Its primary endpoint was reduction of cardiovascular death through Day 180 or reduced worsening heart failure through Day five. The drug is a relaxin receptor agonist, a recombinant version of a naturally-occurring hormone, relaxin-2.
“We are disappointed this study did not confirm the efficacy of RLX030 in acute heart failure, especially given the urgent need for effective new treatments for this condition,” said Vas Narasimhan, Novartis’ global head, Drug Development, and chief medical officer, in a statement. “We will continue to further analyze the data to better understand and learn from these results as well as evaluate next steps for the overall program.”
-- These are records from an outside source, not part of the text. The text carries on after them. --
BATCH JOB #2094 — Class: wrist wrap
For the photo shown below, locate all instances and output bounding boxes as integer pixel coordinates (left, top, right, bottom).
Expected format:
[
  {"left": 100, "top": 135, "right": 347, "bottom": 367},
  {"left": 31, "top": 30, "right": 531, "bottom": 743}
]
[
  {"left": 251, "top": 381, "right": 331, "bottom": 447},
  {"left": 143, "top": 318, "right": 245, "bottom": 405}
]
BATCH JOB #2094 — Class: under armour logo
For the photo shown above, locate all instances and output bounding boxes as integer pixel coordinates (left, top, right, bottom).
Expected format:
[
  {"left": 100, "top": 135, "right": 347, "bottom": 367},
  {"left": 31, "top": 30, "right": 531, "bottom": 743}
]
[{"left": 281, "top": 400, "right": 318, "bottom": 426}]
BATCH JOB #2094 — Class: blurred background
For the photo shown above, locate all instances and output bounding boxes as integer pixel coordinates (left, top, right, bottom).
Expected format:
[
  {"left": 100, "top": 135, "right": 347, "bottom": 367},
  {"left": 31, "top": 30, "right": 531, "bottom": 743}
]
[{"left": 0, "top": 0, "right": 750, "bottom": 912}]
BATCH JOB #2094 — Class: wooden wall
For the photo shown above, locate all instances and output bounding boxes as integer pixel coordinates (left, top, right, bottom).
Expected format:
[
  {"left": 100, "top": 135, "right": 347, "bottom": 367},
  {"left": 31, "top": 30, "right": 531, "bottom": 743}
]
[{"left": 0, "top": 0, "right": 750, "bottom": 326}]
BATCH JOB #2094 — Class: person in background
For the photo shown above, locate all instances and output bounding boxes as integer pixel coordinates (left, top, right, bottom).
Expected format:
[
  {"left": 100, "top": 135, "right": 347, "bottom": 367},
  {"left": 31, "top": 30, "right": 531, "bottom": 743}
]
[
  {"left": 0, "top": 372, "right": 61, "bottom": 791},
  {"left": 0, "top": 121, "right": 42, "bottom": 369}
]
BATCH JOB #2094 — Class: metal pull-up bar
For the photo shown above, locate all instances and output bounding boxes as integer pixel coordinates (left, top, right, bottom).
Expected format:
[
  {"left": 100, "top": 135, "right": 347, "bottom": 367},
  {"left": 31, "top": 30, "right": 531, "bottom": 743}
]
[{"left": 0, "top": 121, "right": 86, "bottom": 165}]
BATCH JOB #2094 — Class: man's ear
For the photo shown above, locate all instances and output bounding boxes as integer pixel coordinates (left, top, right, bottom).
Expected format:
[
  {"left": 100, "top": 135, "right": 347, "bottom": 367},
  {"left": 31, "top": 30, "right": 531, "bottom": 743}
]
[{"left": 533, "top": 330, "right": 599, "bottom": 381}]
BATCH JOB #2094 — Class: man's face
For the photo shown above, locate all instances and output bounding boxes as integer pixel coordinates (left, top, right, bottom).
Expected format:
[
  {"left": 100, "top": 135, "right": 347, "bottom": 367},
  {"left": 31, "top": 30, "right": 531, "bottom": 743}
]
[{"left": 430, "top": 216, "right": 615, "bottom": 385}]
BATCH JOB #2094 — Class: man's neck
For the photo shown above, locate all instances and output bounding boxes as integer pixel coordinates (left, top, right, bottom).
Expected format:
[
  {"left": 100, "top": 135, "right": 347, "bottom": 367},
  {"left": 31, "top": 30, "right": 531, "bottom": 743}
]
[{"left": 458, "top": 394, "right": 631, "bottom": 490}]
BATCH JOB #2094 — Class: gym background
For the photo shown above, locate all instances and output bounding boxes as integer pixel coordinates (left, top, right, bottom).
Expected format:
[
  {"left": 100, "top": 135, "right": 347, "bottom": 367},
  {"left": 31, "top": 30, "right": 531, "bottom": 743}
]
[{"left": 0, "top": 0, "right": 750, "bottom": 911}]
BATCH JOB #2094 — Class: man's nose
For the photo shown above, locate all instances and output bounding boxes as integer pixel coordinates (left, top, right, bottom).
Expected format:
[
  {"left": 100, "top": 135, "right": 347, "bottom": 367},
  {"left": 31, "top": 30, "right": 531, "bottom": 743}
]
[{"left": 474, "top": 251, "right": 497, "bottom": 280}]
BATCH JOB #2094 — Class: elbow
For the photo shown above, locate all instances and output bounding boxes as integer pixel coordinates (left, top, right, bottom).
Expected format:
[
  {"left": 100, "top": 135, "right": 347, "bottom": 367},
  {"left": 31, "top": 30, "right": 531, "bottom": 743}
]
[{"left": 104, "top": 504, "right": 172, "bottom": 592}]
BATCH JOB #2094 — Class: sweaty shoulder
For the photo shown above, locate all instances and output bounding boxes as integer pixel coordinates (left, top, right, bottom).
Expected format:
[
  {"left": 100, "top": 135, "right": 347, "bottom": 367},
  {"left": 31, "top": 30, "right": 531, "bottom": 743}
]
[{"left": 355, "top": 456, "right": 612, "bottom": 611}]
Reuters noted that “Serelaxin had a troubled trial history, having already failed in 2014 to win the approval of European and U.S. regulators. Novartis pressed on in the hope of eventually gathering enough evidence to change regulators’ minds, but Wednesday’s announcement that the drug failed dashes those aims.”
The European Union regulators also had doubts about the drug’s efficacy and expressed concerns over the previous trial’s structure.
The drug was viewed as a way for Novartis to bridge the gap left by the expiration date of Diovan, another cardiac drug, which lost U.S. patent protection in 2012.